Thus, it was nearly 200 years after Leeuwenhoek’s discovery that it was finally recognized that both egg and sperm were intimately involved and the fusion of both gametes was essential for fertilization to take place.


There were many other individuals who played an essential role along this journey; the above mentioned are a few key players. For a more in‐depth narrative see: Pinto‐Correia (1997), Jardine (1999) and Cobb (2006).


The Journey of the Sperm


Fertilization can be described as a multistep process that results in the restoration of diploidy and the generation of a new organism through the combination of the maternal and paternal (haploid) genomes. To achieve this both gametes must obviously meet. For marine organisms (and other external fertilizers) this can pose a problem, especially when the gametes are spawned in vast volumes of water and their environment is shared with many other species, some possibly close relatives, that may have shed their gametes at the same time, increasing the risk of cross‐fertilization.

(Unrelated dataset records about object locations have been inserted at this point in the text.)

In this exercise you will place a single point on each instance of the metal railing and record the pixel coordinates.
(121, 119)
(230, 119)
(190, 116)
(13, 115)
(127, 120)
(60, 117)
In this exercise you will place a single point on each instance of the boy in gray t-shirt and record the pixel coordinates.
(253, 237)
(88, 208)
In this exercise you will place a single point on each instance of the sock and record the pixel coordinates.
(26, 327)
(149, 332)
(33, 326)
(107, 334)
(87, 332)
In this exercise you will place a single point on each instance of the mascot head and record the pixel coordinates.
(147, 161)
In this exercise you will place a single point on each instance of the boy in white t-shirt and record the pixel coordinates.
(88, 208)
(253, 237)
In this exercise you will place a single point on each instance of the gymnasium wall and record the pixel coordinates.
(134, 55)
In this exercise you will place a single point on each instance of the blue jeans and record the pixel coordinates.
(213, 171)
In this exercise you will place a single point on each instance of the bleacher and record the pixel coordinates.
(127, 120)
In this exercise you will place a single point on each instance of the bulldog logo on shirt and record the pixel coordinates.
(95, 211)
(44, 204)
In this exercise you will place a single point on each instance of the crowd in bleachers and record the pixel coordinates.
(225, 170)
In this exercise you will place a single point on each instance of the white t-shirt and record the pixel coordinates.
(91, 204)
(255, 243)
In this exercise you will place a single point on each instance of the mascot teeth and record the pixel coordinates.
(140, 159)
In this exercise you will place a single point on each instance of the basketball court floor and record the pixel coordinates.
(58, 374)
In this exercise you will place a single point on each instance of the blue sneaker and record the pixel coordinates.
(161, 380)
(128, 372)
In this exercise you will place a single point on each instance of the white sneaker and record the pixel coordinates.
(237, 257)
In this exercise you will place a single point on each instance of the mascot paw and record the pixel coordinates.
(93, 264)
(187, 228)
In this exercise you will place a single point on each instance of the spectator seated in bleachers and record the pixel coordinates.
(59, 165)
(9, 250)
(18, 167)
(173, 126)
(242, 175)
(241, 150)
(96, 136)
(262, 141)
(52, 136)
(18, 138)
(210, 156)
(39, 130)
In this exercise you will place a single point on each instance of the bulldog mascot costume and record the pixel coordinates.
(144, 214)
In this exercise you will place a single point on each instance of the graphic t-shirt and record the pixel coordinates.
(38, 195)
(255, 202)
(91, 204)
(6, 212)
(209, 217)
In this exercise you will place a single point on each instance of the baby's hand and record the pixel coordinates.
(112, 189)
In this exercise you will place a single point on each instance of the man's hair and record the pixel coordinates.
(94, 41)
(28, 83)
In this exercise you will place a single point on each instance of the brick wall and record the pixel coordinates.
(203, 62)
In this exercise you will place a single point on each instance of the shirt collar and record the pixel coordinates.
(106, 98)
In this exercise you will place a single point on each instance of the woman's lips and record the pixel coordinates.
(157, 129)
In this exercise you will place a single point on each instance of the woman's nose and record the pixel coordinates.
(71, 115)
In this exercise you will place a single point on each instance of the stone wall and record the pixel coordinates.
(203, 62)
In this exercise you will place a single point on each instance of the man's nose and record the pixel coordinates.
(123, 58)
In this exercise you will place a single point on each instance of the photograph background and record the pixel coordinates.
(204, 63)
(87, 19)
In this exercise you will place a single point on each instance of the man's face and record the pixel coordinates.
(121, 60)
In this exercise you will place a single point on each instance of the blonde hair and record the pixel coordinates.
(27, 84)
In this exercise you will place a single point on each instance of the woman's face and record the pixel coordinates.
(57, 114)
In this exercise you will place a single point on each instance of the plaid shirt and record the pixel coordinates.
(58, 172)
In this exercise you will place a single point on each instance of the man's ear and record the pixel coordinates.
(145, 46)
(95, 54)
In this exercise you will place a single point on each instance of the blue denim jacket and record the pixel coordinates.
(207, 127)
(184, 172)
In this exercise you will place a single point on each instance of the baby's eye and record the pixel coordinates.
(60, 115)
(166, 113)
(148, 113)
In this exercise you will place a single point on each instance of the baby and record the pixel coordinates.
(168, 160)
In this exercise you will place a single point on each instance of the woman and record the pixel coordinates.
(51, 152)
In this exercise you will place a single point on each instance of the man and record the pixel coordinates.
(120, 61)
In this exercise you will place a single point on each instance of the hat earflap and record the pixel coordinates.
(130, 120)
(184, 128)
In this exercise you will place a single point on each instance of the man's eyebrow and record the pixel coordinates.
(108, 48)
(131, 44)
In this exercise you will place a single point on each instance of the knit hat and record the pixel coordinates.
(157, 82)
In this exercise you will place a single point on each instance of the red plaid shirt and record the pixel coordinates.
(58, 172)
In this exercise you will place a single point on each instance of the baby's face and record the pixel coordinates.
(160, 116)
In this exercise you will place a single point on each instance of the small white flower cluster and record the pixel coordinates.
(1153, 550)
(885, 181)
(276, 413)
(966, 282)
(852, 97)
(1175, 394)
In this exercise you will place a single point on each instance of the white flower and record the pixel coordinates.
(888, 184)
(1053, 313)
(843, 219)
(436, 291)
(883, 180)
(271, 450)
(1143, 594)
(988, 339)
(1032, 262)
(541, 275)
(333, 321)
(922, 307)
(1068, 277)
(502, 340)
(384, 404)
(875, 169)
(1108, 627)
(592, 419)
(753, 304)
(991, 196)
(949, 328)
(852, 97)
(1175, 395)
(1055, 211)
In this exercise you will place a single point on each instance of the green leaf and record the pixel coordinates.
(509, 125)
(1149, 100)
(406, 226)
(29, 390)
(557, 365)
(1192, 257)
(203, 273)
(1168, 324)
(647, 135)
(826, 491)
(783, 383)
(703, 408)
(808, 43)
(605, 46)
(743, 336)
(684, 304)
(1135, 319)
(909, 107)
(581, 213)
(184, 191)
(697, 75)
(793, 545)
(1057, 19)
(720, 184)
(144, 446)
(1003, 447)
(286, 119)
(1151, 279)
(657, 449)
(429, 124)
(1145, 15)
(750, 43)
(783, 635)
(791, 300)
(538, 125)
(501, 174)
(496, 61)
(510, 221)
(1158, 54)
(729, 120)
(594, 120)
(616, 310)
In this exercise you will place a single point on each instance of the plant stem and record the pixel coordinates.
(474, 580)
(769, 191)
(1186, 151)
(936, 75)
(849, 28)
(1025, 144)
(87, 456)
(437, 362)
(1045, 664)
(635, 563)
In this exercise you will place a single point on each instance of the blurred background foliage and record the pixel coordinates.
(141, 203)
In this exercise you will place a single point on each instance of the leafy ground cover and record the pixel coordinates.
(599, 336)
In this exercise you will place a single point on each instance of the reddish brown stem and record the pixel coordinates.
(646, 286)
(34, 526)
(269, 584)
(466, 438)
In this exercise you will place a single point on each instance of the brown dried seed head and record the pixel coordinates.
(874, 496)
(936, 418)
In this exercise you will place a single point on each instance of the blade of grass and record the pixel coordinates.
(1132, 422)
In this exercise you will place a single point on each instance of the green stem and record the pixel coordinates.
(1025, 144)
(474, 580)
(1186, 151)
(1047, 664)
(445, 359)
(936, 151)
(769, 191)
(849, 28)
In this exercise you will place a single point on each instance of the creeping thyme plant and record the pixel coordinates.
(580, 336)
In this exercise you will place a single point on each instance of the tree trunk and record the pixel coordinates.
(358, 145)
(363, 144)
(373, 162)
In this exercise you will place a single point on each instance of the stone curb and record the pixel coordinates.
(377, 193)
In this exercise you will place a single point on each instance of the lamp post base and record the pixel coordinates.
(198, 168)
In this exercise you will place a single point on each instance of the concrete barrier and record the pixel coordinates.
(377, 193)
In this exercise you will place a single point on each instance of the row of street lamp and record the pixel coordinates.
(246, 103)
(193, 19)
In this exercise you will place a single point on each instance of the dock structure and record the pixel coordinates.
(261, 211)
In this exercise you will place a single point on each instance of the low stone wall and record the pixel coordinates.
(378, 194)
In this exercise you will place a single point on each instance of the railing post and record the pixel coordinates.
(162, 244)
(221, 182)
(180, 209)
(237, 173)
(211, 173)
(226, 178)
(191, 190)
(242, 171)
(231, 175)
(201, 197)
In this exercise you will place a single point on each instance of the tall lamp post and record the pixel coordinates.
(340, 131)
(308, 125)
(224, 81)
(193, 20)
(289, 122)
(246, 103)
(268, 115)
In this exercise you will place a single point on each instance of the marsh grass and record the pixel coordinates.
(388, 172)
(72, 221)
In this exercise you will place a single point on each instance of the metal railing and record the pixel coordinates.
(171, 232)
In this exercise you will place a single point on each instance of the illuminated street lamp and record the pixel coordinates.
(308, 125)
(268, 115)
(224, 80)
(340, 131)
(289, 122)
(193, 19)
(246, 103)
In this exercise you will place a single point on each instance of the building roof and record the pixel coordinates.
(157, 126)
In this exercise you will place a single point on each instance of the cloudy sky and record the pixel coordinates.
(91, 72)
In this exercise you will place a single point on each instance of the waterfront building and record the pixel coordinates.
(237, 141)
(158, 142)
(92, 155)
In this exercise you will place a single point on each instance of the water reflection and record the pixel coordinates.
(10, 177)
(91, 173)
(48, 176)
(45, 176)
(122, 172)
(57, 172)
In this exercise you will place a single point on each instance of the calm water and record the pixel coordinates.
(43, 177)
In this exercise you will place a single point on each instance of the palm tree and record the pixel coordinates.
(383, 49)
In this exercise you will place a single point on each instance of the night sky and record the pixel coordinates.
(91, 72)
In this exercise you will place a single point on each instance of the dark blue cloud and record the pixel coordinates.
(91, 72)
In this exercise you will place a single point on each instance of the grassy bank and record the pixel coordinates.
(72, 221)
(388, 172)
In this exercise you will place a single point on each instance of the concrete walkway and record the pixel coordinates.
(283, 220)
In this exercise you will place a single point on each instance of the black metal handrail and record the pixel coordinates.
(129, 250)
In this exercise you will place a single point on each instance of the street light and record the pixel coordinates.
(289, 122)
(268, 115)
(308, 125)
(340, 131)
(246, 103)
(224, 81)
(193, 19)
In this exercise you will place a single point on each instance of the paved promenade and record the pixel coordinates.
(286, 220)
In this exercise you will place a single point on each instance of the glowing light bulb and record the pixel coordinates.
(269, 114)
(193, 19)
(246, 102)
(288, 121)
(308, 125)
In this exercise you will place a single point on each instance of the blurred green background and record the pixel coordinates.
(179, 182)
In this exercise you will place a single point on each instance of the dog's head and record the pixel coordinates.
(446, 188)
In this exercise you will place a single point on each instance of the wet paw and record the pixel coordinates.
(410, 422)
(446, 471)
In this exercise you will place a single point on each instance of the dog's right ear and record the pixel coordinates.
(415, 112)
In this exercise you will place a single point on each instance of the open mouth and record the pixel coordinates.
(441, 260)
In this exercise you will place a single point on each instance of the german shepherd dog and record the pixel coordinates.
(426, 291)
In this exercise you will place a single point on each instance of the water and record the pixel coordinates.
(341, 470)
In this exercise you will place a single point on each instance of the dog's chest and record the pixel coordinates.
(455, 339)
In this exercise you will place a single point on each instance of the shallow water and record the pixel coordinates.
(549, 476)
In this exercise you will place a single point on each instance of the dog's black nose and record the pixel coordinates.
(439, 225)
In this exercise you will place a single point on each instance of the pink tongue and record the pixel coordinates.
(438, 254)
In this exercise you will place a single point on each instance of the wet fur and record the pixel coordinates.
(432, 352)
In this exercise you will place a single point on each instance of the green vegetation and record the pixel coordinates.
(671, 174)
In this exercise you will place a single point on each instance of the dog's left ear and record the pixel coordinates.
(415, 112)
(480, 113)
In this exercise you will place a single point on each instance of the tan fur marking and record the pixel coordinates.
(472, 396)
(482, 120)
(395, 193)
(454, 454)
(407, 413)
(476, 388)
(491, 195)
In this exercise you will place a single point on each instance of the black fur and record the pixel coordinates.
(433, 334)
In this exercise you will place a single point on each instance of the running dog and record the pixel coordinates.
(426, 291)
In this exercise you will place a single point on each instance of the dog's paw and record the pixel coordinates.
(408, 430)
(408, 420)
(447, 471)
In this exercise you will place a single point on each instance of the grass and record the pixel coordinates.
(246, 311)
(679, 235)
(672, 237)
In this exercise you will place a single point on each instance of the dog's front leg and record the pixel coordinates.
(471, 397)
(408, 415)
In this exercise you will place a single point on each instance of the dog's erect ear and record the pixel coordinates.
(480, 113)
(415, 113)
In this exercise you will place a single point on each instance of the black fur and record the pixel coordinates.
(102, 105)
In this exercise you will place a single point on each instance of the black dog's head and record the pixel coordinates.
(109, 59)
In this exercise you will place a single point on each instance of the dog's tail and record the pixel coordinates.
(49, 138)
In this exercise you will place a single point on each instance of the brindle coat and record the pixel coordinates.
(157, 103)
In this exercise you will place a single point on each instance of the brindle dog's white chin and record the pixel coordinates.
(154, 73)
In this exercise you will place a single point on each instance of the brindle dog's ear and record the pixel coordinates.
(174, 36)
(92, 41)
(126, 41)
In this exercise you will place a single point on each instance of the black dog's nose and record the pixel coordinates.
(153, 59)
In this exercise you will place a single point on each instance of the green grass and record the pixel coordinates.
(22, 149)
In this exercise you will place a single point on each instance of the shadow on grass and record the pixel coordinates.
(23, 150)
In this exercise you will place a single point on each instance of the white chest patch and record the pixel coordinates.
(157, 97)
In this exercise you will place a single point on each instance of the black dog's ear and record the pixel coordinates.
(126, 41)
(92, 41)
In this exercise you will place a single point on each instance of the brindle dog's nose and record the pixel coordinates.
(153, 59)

When the gametes of marine animals are released into the water, in such a dilute concentration, the sperm require some means of attraction to the oocyte of their species. This species‐specific sperm attraction is known as sperm chemotaxis and may be defined operationally as a ‘modulation of the direction of movement of spermatozoa up a gradient of a chemoattractant’ (or down the gradient of a chemorepellent) (Eisenbach 1999). Sperm chemotaxis has been well documented in species such as molluscs, echinoderms (sea urchins and starfish) and ascidians (sea‐squirts) (Miller 1985; Yoshida et al. 1993). The precise nature of these sperm attractants varies between species. Most have been identified as sperm‐activating peptides or SAPs (Miller 1985). In the sea urchin, the SAP isolated from the egg jelly layer of the sea urchin, Arbacia punctulata, is known as ‘resact’, and is a potent chemoattractant for A. punctulata spermatozoa (Ward et al. 1985). In addition, this peptide is specific for A. punctulata and stimulates sperm motility by activating the sperm receptor’s guanylyl cyclase thus generating cyclic guanosine monophosphate (cGMP) and subsequent influx of Ca2+ which controls swimming behaviour during chemotaxis (Cook et al. 1994).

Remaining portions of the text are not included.